Como anunciámos há dias atrás, vamos dedicar uma série de pequenos posts às intervenções militares norte-americanas, nomeadamente aos bombardeamentos que levaram a cabo depois de, em 1945, terem lançado bombas nucleares sobre duas as cidades japonesas de Hiroxima e Nagasáqui.
Numa carta aberta ao presidente Bush, publicada em Março de 2003, o escritor moçambicano expõe muitas das nossas dúvidas sobre a legitimidade que , à luz do direito internacional, os norte-americanos têm para atacar países soberanos. – Mia Couto começa por dizer: « Sou um escritor de uma nação pobre, um país que já esteve na vossa lista negra.
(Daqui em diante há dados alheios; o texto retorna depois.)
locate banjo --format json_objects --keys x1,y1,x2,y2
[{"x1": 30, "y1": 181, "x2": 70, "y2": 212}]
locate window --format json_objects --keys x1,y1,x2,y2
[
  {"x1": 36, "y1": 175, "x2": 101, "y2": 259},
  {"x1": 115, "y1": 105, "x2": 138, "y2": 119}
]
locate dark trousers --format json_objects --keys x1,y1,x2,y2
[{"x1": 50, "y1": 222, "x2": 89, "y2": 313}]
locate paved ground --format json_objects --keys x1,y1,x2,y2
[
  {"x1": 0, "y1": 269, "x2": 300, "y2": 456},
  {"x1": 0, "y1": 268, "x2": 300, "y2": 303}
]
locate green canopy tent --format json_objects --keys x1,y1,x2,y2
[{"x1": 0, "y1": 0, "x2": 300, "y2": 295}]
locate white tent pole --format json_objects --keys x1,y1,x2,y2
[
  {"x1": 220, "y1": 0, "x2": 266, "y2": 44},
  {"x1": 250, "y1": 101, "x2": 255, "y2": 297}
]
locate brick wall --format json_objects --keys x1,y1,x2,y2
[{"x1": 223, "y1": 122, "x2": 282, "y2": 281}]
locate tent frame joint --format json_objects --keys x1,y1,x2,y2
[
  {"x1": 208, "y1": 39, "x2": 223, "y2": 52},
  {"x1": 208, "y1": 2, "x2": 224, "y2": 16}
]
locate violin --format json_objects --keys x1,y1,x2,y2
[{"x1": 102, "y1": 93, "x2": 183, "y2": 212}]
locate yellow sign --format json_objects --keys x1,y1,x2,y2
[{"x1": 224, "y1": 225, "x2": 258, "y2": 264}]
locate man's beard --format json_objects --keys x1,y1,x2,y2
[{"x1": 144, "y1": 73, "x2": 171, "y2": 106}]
Milhões de moçambicanos desconheciam que mal vos tínhamos feito. Éramos pequenos e pobres: que ameaça poderíamos constituir ?[…] Alguns de nós estranharam o critério que levava a que o nosso nome fosse manchado enquanto outras nações beneficiavam da vossa simpatia. Por exemplo, o nosso vizinho – a África do Sul do apartheid – violava de forma flagrante os direitos humanos. Durante décadas fomos vítimas da agressão desse regime. Mas o apartheid mereceu da vossa parte uma atitude mais branda: o chamado “envolvimento positivo”.
E, a propósito do Iraque, da suposta posse de armas de destruição massiça, que foi o pretexto para bombardear o Iraque, Mia Couto vai desenvolvendo o seu raciocínio at´concluir que, nos países pequenos e sem peso político, há um arsenal muito perigoso para a segurança dos Estados Unidos, uma «arma de construção massiça» – a capacidade de pensar.